Inside Government: Tune in now to AFGE's "Inside Government" for the latest furlough developments at the Environmental Protection Agency and Department of Defense. The show, which originally aired on Friday, May 3, is now available on demand.
  • Chuck Orzehoskie, president of AFGE's EPA Council 238, discussed the implementation of furloughs at the agency and its long-term effect on pollution and other environmental issues.
  • AFGE Defense Conference Vice Chair Patty Viers then detailed the union's ongoing Days of Action to permanently end furloughs at the Defense Department. Viers also addressed how furloughs would impact middle-class civilian DOD employees.
  • AFGE Legislative and Political Director Beth Moten discussed the union's legislative efforts to fight back against sequestration and furloughs.

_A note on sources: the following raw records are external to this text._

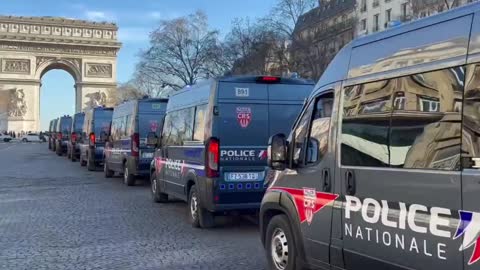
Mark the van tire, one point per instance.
(106, 170)
(199, 216)
(90, 164)
(157, 195)
(128, 179)
(278, 230)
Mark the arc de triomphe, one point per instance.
(31, 46)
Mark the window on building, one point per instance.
(376, 22)
(363, 6)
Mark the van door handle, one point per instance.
(350, 183)
(327, 183)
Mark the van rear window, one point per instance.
(79, 123)
(149, 123)
(103, 121)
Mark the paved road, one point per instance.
(55, 214)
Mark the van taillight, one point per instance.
(92, 138)
(212, 158)
(135, 144)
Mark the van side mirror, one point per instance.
(152, 139)
(277, 152)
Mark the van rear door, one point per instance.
(150, 119)
(242, 124)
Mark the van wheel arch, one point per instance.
(288, 209)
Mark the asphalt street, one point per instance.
(55, 214)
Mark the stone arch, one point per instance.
(45, 64)
(31, 46)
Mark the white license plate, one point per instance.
(243, 176)
(147, 155)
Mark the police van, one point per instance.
(127, 151)
(64, 125)
(73, 150)
(212, 151)
(382, 168)
(51, 134)
(95, 132)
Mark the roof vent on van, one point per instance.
(268, 79)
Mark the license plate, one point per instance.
(243, 176)
(147, 155)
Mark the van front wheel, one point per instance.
(128, 179)
(157, 194)
(199, 216)
(106, 170)
(90, 164)
(280, 245)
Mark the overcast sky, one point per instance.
(136, 19)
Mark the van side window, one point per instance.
(366, 120)
(128, 125)
(300, 133)
(319, 129)
(471, 118)
(426, 133)
(409, 122)
(199, 129)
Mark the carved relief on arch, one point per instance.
(75, 63)
(17, 107)
(20, 66)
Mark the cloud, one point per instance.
(155, 15)
(96, 15)
(134, 34)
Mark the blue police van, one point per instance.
(64, 125)
(127, 151)
(212, 150)
(73, 150)
(95, 131)
(52, 134)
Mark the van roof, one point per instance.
(258, 79)
(339, 67)
(200, 92)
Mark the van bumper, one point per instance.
(248, 201)
(139, 167)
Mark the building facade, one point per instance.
(425, 8)
(320, 34)
(377, 15)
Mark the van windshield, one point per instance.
(66, 125)
(102, 121)
(79, 123)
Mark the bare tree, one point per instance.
(182, 51)
(285, 15)
(128, 91)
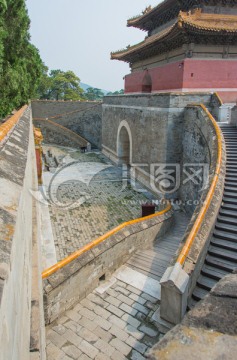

  • GovLoop Community Engagement Director Andrew Krzmarzick provided tips for furloughed federal employees facing a work backlog and highlighted the benefits of government agencies using social media.
Quote of the Week: AFGE National President J. David Cox Sr. on VISN 4 Director Michael Moreland receiving a five-figure bonus on the heels of a Legionnaires' outbreak and other whistleblower retaliation concerns in his region:

"We've seen this time and time again at the VA; front-line employees are forced to do more with less, while agency executives are pulling in bonuses despite mismanagement, retaliation and intimidation of employees under their watch."